Не знаю, каждый ли день Прохор Германович приходил на работу после обеда? Судьбинушка отвела от встречи с этим монстром. Но на замену Кристина просила выйти к половине второго дня.
— Что?! Ты серьезно? — ахнула я, когда сестра вдруг призналась, что прячет ключ от приемной прямо посреди вуза. Около лестницы стоял высокий постамент с выпуклыми частями тела первого ректора вуза. Так вот, та самая связка возлегала прямо в каменных штанах. Хочется верить, что никто не заметил, как я что-то активно и упорно там выискиваю…
Увы, сюрпризы на этом не закончились. Стоило переступить порог, как новое сообщение заставило засомневаться в трезвости Кристины: «Рассортируй документацию босса в алфавитном порядке. Разложи письма от одного края стола к другому на расстоянии ровно пять сантиметров друг от друга. Стул от стены отодвинь на семь сантиметров, а коврик на входе — на пятнадцать. Линейка у меня в столе. И, главное, ничего больше не трогай! Поняла меня?»
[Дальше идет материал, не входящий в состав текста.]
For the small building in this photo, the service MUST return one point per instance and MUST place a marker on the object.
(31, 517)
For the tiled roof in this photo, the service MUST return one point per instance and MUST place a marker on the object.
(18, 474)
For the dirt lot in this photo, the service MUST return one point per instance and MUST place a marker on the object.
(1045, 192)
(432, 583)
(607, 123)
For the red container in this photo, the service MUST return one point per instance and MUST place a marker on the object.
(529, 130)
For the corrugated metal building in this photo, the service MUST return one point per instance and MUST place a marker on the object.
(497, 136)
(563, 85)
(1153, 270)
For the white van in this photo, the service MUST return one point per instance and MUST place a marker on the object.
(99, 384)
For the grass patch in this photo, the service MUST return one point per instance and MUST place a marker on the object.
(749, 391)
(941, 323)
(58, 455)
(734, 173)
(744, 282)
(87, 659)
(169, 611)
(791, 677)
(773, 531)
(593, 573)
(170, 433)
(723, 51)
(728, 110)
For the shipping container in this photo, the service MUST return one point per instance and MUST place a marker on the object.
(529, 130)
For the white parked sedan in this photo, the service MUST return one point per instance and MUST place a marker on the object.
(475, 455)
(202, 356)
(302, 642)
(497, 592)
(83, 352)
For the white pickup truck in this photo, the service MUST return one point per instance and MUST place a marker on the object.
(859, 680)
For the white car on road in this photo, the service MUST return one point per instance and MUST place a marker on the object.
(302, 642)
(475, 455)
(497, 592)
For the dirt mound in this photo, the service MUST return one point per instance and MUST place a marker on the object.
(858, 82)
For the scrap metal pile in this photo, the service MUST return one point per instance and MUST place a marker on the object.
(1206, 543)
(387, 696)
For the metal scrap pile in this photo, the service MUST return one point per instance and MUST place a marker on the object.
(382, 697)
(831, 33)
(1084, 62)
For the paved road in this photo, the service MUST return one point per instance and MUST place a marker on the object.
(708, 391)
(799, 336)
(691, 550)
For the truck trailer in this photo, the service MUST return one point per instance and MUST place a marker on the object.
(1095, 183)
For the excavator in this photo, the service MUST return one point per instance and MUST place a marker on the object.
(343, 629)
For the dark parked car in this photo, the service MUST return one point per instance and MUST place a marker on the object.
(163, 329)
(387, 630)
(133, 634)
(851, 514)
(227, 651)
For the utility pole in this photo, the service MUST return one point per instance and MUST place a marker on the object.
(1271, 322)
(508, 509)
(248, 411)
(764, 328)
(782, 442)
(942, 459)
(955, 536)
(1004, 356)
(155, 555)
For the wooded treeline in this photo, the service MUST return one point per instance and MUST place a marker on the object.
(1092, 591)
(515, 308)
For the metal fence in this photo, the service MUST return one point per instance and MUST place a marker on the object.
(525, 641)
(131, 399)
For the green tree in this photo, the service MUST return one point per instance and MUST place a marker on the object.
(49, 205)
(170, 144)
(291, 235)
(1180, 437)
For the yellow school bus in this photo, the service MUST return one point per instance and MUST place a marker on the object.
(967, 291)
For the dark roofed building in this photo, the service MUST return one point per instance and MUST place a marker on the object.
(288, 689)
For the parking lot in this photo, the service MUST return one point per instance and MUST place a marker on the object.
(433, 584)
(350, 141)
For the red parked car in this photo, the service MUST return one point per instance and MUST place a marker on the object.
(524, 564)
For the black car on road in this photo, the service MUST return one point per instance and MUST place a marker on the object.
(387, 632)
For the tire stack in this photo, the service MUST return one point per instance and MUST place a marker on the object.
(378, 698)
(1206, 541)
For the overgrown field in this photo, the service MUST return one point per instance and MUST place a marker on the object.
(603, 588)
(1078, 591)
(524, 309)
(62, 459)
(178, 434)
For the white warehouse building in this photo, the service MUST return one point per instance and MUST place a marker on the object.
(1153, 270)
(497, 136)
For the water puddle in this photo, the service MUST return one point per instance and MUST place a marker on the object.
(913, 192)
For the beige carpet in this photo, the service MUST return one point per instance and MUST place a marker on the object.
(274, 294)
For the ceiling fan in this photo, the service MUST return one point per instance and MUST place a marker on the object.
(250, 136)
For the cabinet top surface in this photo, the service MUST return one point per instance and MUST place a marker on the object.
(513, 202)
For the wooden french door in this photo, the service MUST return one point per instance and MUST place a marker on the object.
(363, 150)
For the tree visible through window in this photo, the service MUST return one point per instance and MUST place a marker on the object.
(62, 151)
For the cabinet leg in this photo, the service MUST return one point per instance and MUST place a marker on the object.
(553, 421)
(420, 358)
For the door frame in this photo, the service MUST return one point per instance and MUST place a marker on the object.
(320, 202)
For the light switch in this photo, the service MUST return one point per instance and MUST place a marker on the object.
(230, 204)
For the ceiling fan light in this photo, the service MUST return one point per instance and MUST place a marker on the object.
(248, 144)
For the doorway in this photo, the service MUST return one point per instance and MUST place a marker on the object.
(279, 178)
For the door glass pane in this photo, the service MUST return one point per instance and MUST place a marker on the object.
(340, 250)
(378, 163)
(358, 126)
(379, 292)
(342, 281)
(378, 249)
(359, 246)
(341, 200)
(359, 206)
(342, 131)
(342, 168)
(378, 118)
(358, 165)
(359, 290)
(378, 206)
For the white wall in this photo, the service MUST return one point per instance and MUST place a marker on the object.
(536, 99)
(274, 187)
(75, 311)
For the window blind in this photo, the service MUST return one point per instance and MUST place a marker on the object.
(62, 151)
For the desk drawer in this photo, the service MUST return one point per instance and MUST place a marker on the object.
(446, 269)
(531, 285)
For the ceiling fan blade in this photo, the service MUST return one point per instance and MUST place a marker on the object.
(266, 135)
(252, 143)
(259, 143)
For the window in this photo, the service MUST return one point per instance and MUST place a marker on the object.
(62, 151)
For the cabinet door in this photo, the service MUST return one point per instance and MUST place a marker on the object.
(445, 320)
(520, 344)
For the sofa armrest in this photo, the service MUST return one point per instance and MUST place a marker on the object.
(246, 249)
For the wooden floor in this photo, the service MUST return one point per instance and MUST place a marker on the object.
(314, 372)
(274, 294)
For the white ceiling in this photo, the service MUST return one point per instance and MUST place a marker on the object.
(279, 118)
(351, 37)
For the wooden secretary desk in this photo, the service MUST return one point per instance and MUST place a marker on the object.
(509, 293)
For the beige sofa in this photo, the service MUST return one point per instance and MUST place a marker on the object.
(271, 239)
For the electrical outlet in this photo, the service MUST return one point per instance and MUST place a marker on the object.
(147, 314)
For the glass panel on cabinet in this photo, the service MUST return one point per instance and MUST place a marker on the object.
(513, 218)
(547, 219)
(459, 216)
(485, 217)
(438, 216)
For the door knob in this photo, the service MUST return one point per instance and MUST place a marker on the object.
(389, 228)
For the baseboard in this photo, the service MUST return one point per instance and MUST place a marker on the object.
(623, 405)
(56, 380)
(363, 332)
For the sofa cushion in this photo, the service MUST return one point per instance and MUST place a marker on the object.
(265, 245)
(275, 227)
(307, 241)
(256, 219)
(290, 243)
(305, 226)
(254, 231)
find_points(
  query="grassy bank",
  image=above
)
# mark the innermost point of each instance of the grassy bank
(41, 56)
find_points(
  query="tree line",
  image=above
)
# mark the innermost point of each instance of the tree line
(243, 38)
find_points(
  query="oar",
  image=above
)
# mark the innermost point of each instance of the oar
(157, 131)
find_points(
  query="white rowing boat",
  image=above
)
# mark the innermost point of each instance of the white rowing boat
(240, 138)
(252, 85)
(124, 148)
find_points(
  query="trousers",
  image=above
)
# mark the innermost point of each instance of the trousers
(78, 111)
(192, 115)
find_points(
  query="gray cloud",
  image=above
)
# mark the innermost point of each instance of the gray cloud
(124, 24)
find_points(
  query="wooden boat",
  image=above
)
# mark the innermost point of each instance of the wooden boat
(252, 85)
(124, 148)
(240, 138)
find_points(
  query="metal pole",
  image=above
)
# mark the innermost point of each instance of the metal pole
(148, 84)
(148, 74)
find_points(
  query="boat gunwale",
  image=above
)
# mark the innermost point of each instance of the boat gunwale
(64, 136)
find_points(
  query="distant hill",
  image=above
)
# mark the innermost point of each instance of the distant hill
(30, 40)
— Кому-то надо завязывать с выпивкой, — покачав головой, я просто кинула кипу с новой почтой на стол и села на место личного секретаря ректора, ожидая его непосредственного появления. Сестра любила грубо подшутить, но в этот раз я не собиралась идти на ее уловки и подставляться перед ректором собственного вуза. Проблем мне еще не хватало…
Он вошел в приемную ровно в два часа дня, как будто по часам. На пороге стоял высокий темноволосый мужчина с седой щетиной и пугающе строгими голубыми глазами. Прохор Германович посмотрел на меня, как на мешающую на лобовом стекле авто мошку. Я даже поздороваться не успела, как он разверз пространство своим
холодным надменным голосом:
— Где Кристина?
«Отлично! — простонала я про себя. — Моя сестра даже не удосужилась предупредить начальника о замене!»
— Добрый день! — таки поздоровалась я, хотя уже чувствовала, как отъезжаю от страха и неловкости в мир иной. — Кристина заболела и…
— …Не пришла? — закончил тот за меня, морщась от омерзения. Было что-то в чертах мужчины пугающе звериное, дикое. Не успела я отойти, как он снова отрезал: — Уволена.
— Но… — во рту пересохло, пульс битами отдавал в ушах.
— Причины ее пропуска меня не волнуют. Это работа, она ее прогуляла. — перебил меня тот, качнув головой в бок. Затем он вдруг замер, задумчиво впечатался в меня пробирающим до костей взглядом: — Ты ее сестра и учишься здесь.
— Д-да… — ладоши вспотели от шока. Он знал меня, а мы ведь даже никогда не встречались! Всех студентов знать невозможно… Или Кристину пробивал по фамилии? Черт, звучит бредово.
— Это не вопрос, а констатация факта. — В его пугающих глазах мне виделась насмешка. — Вот, что важно: ты такая же безответственная, как и сестра? Гены — вещь бесспорная.
Побарабанив пальцами по столу, мужчина вдруг тяжело выдохнул и бросил на меня такой взгляд, коим одаряют нашкодивших детей. Закатил глаза и испустил еще один тяжелый вздох. Протяжный и страдальческий.
— И за что мне только такое наказание? — еле-еле расслышала его шепот себе под нос.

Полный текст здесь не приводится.